When the Kosovo war ended, Paul co-founded IPKO which began as a wireless Internet provider serving the UN and humanitarian agencies and grew to become Kosovo’s leading telecom, internet and cable TV company. He also co-founded the IPKO Foundation which has provided free technology education to a generation of Kosovar students. Returning from Kosovo, he became a Senior Fellow at the Markle Foundation to study technology and development.
In 2001, he co-founded and served as CEO of Voxiva. Voxiva developed and deployed mobile health services across 17 countries in North and South America, Africa and Asia, including the first nationwide digital disease surveillance systems in Peru and Rwanda.
In 2010 at Voxiva, he built a coalition of over 1,500 public and private partners to launch Text4baby, a free health information service with proven clinical outcomes that has supported over 1.5 million pregnant women and new moms. Text4baby is now featured in the permanent collection of the Smithsonian’s Cooper Hewitt Design Museum.

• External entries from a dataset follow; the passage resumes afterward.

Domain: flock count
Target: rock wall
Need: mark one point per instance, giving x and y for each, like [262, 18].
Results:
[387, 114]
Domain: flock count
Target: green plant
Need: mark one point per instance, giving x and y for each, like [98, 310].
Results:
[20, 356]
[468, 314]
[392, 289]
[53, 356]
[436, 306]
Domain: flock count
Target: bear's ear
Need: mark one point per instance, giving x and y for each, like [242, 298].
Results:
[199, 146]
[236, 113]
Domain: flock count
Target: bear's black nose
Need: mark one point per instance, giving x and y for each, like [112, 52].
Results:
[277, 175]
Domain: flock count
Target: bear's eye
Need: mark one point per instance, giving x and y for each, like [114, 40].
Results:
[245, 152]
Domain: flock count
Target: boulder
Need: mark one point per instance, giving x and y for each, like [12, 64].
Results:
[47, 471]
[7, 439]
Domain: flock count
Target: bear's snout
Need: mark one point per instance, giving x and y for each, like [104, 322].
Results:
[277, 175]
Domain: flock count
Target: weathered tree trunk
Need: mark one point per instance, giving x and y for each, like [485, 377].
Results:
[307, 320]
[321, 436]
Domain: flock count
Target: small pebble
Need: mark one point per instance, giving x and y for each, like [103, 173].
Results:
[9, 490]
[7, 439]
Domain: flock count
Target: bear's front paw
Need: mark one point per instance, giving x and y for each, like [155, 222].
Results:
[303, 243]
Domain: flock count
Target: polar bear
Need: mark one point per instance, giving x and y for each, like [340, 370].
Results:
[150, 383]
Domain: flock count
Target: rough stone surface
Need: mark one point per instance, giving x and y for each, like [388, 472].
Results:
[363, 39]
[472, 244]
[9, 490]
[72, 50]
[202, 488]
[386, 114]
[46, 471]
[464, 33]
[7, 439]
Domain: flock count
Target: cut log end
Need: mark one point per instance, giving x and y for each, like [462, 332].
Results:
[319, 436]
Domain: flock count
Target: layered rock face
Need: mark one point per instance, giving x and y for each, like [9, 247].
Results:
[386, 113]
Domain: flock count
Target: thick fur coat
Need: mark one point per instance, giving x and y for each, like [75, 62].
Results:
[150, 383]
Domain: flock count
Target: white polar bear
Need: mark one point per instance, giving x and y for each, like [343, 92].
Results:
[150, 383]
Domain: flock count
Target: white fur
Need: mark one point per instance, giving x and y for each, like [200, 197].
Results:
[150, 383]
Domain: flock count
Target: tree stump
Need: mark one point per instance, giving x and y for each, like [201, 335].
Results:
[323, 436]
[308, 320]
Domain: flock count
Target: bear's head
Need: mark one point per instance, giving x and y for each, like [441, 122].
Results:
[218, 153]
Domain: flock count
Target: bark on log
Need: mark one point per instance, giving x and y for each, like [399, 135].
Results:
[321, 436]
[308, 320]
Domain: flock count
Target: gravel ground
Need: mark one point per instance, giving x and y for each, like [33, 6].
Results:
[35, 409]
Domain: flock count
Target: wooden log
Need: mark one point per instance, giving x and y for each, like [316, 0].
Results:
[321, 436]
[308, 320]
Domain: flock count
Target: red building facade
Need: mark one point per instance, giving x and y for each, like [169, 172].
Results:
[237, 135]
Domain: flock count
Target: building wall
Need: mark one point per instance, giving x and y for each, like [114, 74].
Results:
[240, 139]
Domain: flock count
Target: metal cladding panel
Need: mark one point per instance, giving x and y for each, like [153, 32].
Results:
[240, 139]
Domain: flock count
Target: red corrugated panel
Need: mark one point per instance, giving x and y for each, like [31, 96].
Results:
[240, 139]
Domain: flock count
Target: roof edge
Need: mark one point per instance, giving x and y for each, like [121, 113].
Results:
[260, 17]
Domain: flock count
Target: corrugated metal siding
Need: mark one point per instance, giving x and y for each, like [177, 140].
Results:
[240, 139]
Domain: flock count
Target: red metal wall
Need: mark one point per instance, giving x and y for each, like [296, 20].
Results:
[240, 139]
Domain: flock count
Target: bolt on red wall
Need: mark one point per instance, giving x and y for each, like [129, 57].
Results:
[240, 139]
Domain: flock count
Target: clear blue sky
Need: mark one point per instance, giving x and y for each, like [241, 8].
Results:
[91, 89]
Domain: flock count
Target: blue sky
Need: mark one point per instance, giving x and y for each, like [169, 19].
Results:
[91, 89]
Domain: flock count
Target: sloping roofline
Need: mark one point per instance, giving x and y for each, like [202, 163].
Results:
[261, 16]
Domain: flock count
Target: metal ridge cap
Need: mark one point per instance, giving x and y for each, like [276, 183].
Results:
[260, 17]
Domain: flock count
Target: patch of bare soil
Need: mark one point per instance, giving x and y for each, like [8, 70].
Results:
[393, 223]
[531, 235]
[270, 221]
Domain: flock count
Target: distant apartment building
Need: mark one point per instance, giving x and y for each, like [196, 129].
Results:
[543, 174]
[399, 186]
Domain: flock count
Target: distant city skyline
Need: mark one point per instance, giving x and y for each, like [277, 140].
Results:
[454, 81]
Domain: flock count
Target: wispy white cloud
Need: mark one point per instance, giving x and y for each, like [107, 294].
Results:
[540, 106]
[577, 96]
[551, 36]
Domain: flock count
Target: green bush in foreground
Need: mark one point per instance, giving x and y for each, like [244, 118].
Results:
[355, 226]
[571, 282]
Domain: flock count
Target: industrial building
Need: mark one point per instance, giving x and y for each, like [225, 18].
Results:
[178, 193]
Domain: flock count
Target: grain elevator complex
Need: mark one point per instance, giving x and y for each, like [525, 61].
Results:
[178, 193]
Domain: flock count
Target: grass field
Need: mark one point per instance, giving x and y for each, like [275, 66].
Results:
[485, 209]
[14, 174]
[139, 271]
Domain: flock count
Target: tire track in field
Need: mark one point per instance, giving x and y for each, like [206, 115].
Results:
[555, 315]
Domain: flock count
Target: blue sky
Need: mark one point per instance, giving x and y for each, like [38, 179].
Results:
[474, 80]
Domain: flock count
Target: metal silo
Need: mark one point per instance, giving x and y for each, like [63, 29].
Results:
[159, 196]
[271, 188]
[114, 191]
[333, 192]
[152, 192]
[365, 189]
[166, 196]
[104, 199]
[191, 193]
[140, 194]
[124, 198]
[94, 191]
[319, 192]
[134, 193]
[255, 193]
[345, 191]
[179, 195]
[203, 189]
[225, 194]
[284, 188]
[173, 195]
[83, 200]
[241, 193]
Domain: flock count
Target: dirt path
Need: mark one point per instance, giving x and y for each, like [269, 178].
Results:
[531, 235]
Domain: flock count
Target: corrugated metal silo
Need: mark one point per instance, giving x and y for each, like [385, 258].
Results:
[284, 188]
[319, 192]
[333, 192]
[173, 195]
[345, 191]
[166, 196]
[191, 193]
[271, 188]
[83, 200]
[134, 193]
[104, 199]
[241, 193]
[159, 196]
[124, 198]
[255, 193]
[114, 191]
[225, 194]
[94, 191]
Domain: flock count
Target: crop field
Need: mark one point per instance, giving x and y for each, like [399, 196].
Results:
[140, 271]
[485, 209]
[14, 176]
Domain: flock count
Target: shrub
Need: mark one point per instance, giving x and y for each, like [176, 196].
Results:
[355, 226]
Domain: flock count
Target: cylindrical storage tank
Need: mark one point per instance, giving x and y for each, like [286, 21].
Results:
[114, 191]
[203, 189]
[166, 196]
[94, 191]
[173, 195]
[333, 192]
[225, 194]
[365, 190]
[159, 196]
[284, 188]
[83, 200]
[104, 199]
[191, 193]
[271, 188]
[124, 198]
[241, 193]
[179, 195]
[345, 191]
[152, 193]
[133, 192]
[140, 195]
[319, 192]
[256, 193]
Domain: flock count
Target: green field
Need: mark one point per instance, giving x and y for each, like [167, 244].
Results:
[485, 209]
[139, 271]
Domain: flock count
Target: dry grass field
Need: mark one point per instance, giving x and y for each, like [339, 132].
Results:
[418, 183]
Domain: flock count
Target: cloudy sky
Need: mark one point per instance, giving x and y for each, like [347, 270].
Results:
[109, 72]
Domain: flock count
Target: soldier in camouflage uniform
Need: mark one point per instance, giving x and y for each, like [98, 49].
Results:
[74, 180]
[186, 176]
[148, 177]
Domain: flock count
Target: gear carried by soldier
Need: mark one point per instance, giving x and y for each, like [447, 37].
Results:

In 2011, Fast Company Magazine named Voxiva one of the World’s 50 Most Innovative Companies.
In 2016, Paul merged Voxiva with Sense Health to form Wellpass and served as Wellpass CEO. Wellpass’ health messaging services were deployed with over 70 Medicaid health plans, 30 health systems, and 10 state health agencies, providing health support to over 3 million people and demonstrating significant clinical outcomes in extensive published research.
In 2018, Wellpass was acquired by Welltok where Paul served as President of the Public & Community Markets.
In 2019, he co-founded The Commons Project.
Paul serves on the IPKO Foundation board and the advisory board of BlueStar Families. He previously served on the U.S. Advisory Committee on Voluntary Foreign Aid.
Paul has a law degree from Yale, a BA from Pomona College and studied Politics, Philosophy and Economics at Oxford. He was named a Young Global Leader by the World Economic Forum in Davos. He was named a Henry Crown Fellow at the Aspen Institute and a Term Member of the Council on Foreign Relations. MIT's Technology Review Magazine named him a Technology Pioneer and their 2003 Humanitarian of the Year.